Regarding the Virtual Consultant Model, data are again too sparse to make any definitive conclusions. Some studies showed improved provider perception of care 100 and reduced staff burnout. 113 We speculate that this may be due to anthropomorphic features of the telepresence unit itself, the ability to examine a patient directly and ad hoc, and easy integration, given minimal interference with hospital legacy systems with possible bridging of connections between different legacy systems and products. 18,29 Further study is greatly needed.
Limitations
There are several limitations to our review. First, the relative lack of data in the Virtual Consultant Model considerably affected our ability to make proper comparisons with the Centralized Monitoring Model. 33 Wilcox et al. 59 experienced similar difficulties in their systematic review and meta-analysis of tele-ICU outcomes when attempting subgroup analysis of tele-ICU model platforms. Furthermore, we did not include studies of centralized monitoring systems in which continuous data streams and at least partial integration of automated CISs were not used, given that their incorporation is the most common practice. Future studies should focus on identifying the incremental advantage of each of these data components towards the overall effectiveness of the centralized monitoring system. Second, the wide variation in the objectives and study design of the reviewed studies, many of which were quasi-experimental or observational, did not allow for objective analysis such as a meta-analysis. Third, experimental studies themselves were of varying quality, rigor, and methodology lending to difficulties in analysis, as was experienced by Young et al. 107
Future Directions and Conclusions
Although the gold standard is still a direct, in-person presence between physician and patient, tele-ICU solutions continue to fill an evolving void. Many areas of investigation still need to be addressed. 114 Regarding workflow considerations, how many patients can be seen by a particular virtual consultant tele-intensivist? Is a nighttime tele-intensivist sufficient in the presence of a low-intensity, daytime, in-person staffing model? 115 Regarding training challenges, how will the use of tele-ICU affect medical education and training needs and skills in general? What specific training is needed for tele-intensivists? Regarding technology requirements, will the optimal interface among provider, patient, and staff be mobile unit-based, tablet-based, or other? To what extent does autonomous portability matter to provider, patients, and staff? How important is CIS integration to either platform in achieving full benefits?

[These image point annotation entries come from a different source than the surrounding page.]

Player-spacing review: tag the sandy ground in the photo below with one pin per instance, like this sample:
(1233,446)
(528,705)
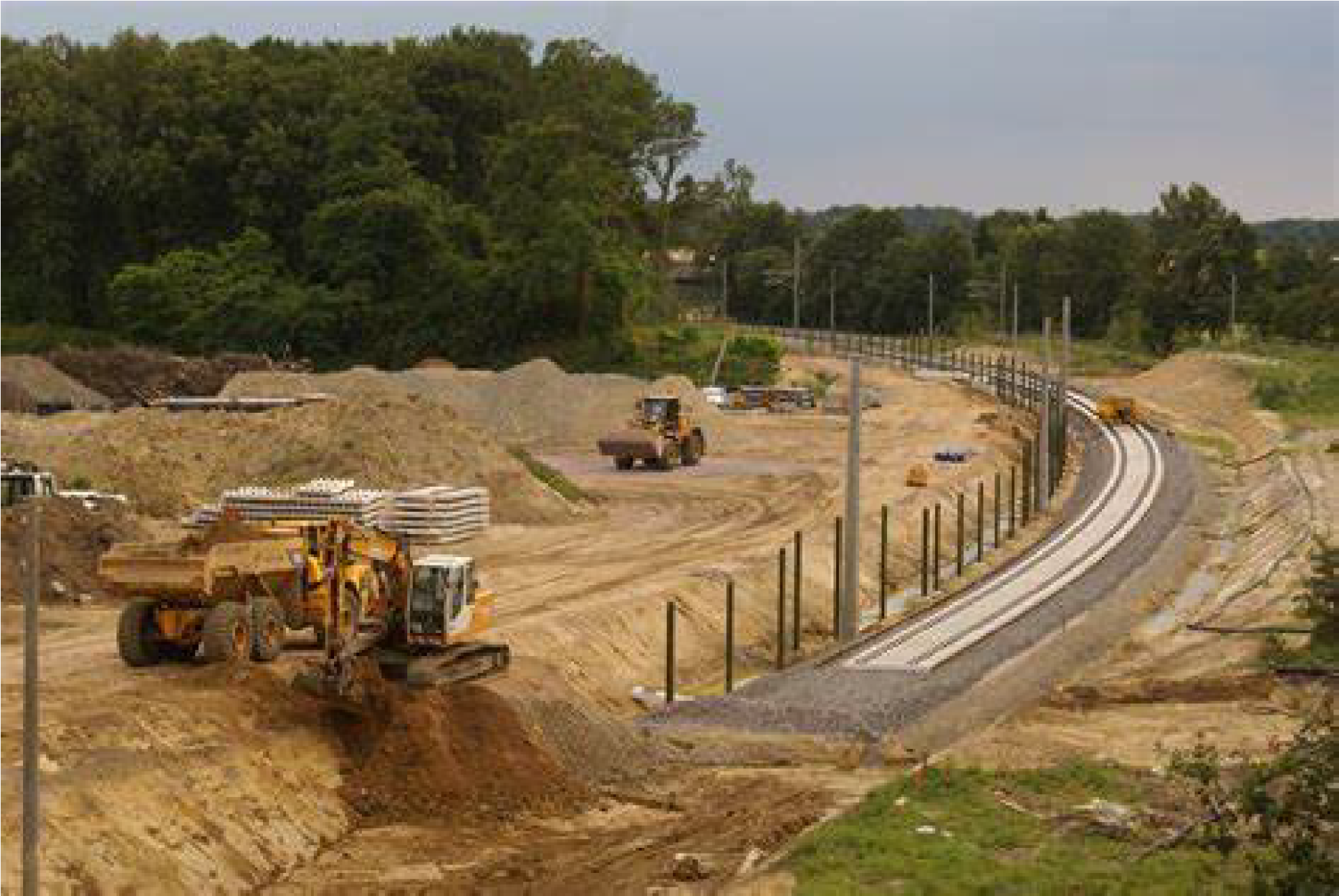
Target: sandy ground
(205,780)
(1270,493)
(192,780)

These and other areas need to be addressed by the critical care research community. Investigations of clinical efficacy of both tele-ICU models, particularly the Virtual Consultant Model, are still needed before cost-effectiveness can even be considered. We urge that ongoing and future investigators of tele-ICU systems, particularly the Virtual Consultant Model, focus on executing randomized controlled trials with sufficient methodologic quality and rigor to provide substantive conclusions and comparisons between and within groups. Such data will prove invaluable in making judicious decisions regarding tele-ICU systems to provide further advances towards “safe, effective, patient-centered, timely, efficient, and equitable” 116 healthcare.
Footnotes
Disclosure Statement
No competing financial interests exist. V.R.R. composed the manuscript text. N.K. oversaw all aspects of the study, served as an arbitrator, and contributed to writing the manuscript.